Tao's Blog: Pearson's chi-squared test

source: http://en.wikipedia.org/wiki/Pearson%27s_chi-squared_test
Pearson's chi-squared test (χ²) is the best-known of several chi-squared tests – statistical procedures whose results are evaluated by reference to the chi-squared distribution. Its properties were first investigated by Karl Pearson in 1900.^[1] In contexts where it is important to make a distinction between the test statistic and its distribution, names similar to Pearson Χ-squared test or statistic are used.
It tests a null hypothesis stating that the frequency distribution of certain events observed in a sample is consistent with a particular theoretical distribution. The events considered must be mutually exclusive and have total probability 1. A common case for this is where the events each cover an outcome of a categorical variable. A simple example is the hypothesis that an ordinary six-sided die is "fair", i.e., all six outcomes are equally likely to occur.

Definition

Pearson's chi-squared is used to assess two types of comparison: tests of goodness of fit and tests of independence.

A test of goodness of fit establishes whether or not an observed frequency distribution differs from a theoretical distribution.
A test of independence assesses whether paired observations on two variables, expressed in a contingency table, are independent of each other—for example, whether people from different regions differ in the frequency with which they report that they support a political candidate.

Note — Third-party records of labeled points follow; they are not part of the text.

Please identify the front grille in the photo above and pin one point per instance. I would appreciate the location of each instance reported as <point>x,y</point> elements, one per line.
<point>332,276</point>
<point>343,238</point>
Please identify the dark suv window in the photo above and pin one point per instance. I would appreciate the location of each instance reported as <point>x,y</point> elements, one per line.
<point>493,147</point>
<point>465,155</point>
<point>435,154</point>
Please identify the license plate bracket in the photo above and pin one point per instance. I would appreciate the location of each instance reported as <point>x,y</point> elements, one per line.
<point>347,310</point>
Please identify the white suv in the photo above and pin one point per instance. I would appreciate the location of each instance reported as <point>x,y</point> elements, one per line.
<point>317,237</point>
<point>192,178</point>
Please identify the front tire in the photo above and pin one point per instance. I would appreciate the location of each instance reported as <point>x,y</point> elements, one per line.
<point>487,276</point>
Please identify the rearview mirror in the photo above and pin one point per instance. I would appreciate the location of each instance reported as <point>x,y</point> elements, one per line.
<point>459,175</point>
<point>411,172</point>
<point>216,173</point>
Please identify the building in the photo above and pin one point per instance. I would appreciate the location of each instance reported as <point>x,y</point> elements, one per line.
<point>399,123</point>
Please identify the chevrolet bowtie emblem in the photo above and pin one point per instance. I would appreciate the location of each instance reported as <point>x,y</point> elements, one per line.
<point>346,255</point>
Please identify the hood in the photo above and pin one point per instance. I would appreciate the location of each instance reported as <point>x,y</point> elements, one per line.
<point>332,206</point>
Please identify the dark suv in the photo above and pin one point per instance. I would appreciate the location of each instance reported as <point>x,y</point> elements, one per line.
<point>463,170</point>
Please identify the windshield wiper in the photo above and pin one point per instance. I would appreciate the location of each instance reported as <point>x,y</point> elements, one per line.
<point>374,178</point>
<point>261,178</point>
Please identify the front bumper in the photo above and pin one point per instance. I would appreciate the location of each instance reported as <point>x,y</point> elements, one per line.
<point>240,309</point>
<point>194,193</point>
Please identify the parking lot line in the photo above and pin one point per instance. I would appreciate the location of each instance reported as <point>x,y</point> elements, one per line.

The first step is to calculate the chi-squared test statistic, X², which resembles a normalized sum of squared deviations between observed and theoretical frequencies (see below). The second step is to determine the degrees of freedom, $d$ , of that statistic, which is essentially the number of frequencies reduced by the number of parameters of the fitted distribution. In the third step, X² is compared to the critical value of no significance from the $\chi^2_d$ distribution, which in many cases gives a good approximation of the distribution of X². A test that does not rely on this approximation is Fisher's exact test; it is substantially more accurate in obtaining a significance level, especially with few observations.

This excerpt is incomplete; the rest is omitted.